How you can make the most of podcast advertising

We’re either in the golden age of podcasting or just about to enter it, depending on what you read. The recent £275-million takeover of podcast firms Gimlet and Anchor by Spotify was a huge vote of confidence in the future of monetising podcasts, and it might just change everything. The first big developer has swooped in to gentrify this neighbourhood.

Advertisers need to respect audiences; something that is, disappointingly, not that common

So, is now the right time for brands to spend on podcast advertising? Audience numbers are certainly on the rise. According to a September 2018 Ofcom report, six million adults now listen to podcasts every week, a figure that has almost doubled in five years. Podcasts are particularly popular with younger listeners; 49 per cent of listeners are under 35.

How best to leverage podcast advertising

This is an age group that has grown accustomed to not paying for content, whether they’re looking for news or music or podcasts, but content creators will need money to keep their show on the road. Travis Leggett, senior copywriter at marketing and advertising firm Robin Des Bois, says: “Advertising is the driving force that allows many podcasts to remain on the air. There is a very delicate balance that has to be maintained between how many ads you can run in a show before the number of listeners drops off significantly.”

The key is to keep the classic podcast consumer, a spellbound listener who’d never dream of hitting the fast-forward button, onside. James Cridland, audio consultant and managing editor of podnews, a daily podcast newsletter, says: “Brands are best served by being where their potential customers are and catching them at their most receptive. Audio, in all its forms, is successful at doing that and is resilient in terms of avoiding ad-blockers. Ninety per cent of podcast listeners do so alone and brands can really leverage the personal, intimate nature of the medium.

“The Joe Rogan Experience [16 million downloads a month] starts with seven minutes of advertising; I can’t help but worry that this is training people to use the skip button. Advertisers need to respect audiences; something that is, disappointingly, not that common.”

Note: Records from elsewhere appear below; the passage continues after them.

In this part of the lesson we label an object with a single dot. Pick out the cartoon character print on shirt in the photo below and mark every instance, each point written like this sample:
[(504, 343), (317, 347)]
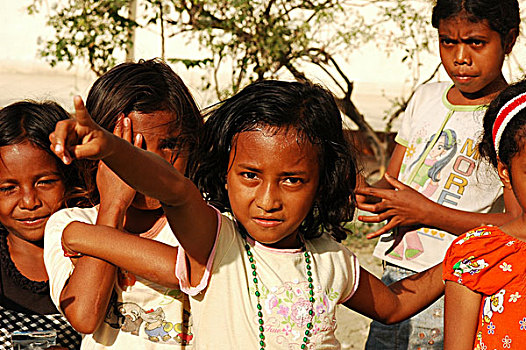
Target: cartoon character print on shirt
[(425, 180), (472, 234), (425, 175), (287, 311), (152, 324), (493, 303), (469, 265)]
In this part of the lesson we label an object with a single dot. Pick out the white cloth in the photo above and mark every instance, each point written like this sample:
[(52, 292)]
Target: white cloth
[(225, 309), (450, 174), (144, 315)]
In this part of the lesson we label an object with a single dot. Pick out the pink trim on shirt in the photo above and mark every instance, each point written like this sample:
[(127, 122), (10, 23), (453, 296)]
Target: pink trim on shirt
[(156, 228), (181, 268), (254, 243), (356, 280)]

Still, most brands have wised up to this issue and are working with it. Meredith L. Eaton, a director at public relations and marketing communications agency Red Lorry Yellow Lorry, says: “Marketers and advertisers are starting to really hone in on best practices for podcast advertising. They’re recognising the value of endorsed organic formats over produced scripted ads, spots that air mid-roll, as opposed to pre- or post-roll, and direct sales tracking through promo codes and custom URLs.”

Smart agencies combine podcast advertising with social media

There’s also opportunity in leveraging the interconnected way in which millennials and generation Z consume their entertainment and do their shopping, then advertise their habits on social media.

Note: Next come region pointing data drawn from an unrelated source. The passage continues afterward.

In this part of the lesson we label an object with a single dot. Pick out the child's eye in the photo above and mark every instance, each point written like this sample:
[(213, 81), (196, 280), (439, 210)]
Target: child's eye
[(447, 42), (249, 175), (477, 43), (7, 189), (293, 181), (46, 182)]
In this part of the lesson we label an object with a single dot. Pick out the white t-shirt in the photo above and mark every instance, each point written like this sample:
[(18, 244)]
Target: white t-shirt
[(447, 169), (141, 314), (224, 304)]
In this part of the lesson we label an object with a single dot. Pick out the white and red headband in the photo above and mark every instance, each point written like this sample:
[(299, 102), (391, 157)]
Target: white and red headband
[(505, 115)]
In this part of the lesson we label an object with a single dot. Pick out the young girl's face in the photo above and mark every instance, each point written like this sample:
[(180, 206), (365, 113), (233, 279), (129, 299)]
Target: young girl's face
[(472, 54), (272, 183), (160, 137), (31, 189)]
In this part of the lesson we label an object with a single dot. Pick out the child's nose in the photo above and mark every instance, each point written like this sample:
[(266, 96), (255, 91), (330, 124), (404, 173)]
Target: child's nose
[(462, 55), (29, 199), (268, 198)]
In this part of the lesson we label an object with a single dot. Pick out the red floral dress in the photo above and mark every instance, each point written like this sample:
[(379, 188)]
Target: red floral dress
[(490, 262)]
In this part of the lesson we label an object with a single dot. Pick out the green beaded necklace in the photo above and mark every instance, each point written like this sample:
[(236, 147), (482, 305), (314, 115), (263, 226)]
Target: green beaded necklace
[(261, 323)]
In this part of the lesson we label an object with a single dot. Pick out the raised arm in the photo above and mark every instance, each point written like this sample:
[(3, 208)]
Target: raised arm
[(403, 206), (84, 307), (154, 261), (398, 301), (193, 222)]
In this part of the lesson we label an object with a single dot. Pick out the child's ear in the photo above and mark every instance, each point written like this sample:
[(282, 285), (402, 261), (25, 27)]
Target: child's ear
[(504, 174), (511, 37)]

Ms Eaton says: “Having a podcast host say a promo code that listeners can use for a giveaway is a great way to track lead conversions, but what about tying it to social media instead? If the podcast host encourages listeners to tweet about why they deserve your company’s giveaway, you’re getting the podcast audio ad as well as buzz on social platforms.”

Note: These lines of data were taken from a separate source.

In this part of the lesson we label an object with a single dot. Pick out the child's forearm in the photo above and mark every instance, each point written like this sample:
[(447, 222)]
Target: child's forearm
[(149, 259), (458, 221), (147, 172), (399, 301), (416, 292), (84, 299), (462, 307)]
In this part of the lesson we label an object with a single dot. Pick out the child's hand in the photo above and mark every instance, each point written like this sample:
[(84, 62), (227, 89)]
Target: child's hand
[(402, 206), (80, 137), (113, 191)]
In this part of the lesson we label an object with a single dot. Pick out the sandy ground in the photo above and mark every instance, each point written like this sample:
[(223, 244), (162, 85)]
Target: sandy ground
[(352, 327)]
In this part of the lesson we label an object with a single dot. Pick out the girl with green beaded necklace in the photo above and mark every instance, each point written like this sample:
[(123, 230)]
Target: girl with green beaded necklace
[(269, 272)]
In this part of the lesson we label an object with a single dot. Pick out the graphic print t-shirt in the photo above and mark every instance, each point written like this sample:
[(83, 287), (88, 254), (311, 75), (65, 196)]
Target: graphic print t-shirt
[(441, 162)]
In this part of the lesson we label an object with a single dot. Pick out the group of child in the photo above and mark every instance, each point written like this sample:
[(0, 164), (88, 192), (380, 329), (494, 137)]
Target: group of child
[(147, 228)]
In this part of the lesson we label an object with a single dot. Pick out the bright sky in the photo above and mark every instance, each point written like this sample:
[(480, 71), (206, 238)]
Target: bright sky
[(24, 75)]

According to Edison’s The Podcast Consumer 2018 report, the podcast landscape is looking even healthier in the United States. Some 17 per cent of the population aged 12 years and over – 48 million people – listened to a podcast in the last week. The report also points out that “there is tremendous opportunity to grow with persons 55-plus.” It seems as though listening to podcasts is taking over from radio across the age spectrum, so is there any evidence of the advertising money following?

dataset: podcast listeners in the UK

How podcast advertising found a new angle for influencer marketing

Mr Cridland says: “We’ll see more big brands moving to podcasting. Geico, the US insurance company, is the number-two radio advertiser in America and is now the number-two podcast advertiser as well. I suspect we’ll see many more discovering the intimacy and habitual nature of podcasting.”

Ms Eaton also remains optimistic. “With 660,000 podcasts out there, and climbing, there’s likely a podcast out there for everybody and every brand,” she says. “Podcasts have been found to have the most engaged and dedicated audiences of any platform; combine this with data that shows astonishing buying habits and brand recall. Podcast adverts offer a unique spin on influencer marketing, especially when told from the mouths of influential podcast hosts themselves.” The listener-host relationship in podcasting is a special one; that’s the power of voice and it isn’t going to change.

The Spotify-Gimlet-Anchor deal might be the tipping point for the podcasting community, which has always had an open, do-it-yourself feel. Perhaps the space is about to become a series of gated communities. It makes sense for brands to eye up prime billboards for themselves, in the world of imagination that develops between podcast fans and their favourite hosts.